Hoshic stayed on the bridge as the fleet dropped into subspace, but once the jump had begun, he made his way to his quarters. He still needed to work out the final details of his plan. He would leave the Midigallan fleet to Admiral Lors, but once that fleet was taken care of, the 200,000 troops under his command would deploy to the planet’s surface, occupy the city of Grendemar, and take as hostages any members of the Merchants’ Council they could find. It was a simple plan, which was good, but it relied too heavily on factors outside of Hoshic’s control.

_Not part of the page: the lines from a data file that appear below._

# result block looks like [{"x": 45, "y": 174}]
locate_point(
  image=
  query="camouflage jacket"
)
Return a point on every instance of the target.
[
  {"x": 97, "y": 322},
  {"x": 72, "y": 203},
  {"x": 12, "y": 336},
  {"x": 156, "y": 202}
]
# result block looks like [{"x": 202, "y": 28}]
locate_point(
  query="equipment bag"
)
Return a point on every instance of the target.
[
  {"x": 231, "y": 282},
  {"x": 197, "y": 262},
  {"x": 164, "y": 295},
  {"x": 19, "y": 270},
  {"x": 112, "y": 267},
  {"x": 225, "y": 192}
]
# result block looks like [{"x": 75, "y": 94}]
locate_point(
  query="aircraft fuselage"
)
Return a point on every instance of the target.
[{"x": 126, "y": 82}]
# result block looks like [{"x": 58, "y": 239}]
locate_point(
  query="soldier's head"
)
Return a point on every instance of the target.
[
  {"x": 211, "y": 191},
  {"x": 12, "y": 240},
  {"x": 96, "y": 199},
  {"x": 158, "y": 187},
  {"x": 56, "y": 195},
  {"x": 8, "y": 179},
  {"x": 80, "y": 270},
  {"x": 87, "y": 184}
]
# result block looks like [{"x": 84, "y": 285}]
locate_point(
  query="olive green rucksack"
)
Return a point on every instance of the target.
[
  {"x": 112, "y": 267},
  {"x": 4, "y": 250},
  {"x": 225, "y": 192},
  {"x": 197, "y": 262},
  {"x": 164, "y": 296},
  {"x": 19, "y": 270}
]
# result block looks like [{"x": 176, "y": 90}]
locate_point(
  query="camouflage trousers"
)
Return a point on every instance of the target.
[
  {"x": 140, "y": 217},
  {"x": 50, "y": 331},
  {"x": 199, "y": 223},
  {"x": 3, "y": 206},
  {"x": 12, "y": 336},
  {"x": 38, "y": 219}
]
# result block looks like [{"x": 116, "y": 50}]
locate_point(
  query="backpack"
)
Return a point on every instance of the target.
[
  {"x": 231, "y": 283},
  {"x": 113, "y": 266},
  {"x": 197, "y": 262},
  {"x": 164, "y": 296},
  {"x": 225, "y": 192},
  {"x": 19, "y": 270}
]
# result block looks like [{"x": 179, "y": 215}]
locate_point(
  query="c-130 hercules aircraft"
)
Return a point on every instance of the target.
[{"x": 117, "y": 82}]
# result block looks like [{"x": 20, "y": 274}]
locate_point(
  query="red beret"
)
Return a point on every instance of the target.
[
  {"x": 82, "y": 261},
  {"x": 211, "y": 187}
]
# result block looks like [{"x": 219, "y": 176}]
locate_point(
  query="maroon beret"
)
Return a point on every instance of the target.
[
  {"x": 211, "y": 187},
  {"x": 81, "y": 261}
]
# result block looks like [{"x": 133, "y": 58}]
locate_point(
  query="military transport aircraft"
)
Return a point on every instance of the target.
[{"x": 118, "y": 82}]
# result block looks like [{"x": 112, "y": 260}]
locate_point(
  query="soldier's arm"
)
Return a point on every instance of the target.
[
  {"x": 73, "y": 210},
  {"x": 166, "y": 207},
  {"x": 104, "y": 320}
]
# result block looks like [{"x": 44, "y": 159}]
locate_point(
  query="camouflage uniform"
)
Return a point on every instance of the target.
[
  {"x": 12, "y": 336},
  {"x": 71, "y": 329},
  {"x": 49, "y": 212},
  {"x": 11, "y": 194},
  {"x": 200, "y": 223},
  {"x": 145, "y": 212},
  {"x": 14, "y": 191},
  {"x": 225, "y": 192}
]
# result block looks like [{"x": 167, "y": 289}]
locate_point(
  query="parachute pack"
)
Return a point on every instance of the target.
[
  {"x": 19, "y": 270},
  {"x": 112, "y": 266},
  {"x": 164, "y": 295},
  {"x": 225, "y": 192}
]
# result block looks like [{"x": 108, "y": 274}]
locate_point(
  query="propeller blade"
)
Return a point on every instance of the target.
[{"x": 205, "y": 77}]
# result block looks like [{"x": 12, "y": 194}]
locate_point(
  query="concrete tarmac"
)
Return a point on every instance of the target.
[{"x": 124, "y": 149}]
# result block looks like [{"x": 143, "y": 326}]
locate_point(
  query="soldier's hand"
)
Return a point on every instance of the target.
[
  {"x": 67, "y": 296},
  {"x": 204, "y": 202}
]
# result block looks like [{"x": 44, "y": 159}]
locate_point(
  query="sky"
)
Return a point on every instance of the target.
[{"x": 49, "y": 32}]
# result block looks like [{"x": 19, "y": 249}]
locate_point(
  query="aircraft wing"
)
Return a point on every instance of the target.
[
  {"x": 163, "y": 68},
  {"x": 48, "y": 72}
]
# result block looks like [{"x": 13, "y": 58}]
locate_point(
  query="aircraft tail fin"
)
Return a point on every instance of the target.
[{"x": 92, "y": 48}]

They did have a backup plan. If the forces stationed in the Midigal system were too powerful for Hoshic’s fleet to handle, the Imperial fleet would immediately drop back into subspace and make for Trifelimoor, one of the most important provinces that had joined Midigal. Losing Trifelimoor would not be as great of a blow politically, but it would be a bigger blow economically, and would cripple the fledgling kingdom’s chances of success.

But Hoshic would prefer to decapitate his foe, rather than cripple them. A wounded Kingdom of Midigal would still be a greater threat than if it were killed and reincorporated into the Empire. Hopefully Ventelin and the Merchants’ Council would be on Midigal, and hopefully it wouldn’t be too heavily defended. It never occurred to Hoshic how much wishful thinking he was employing, that he was expecting his foe, famous as a master strategist, to make novice mistakes that any second lieutenant fresh out of the Academy would never think to make.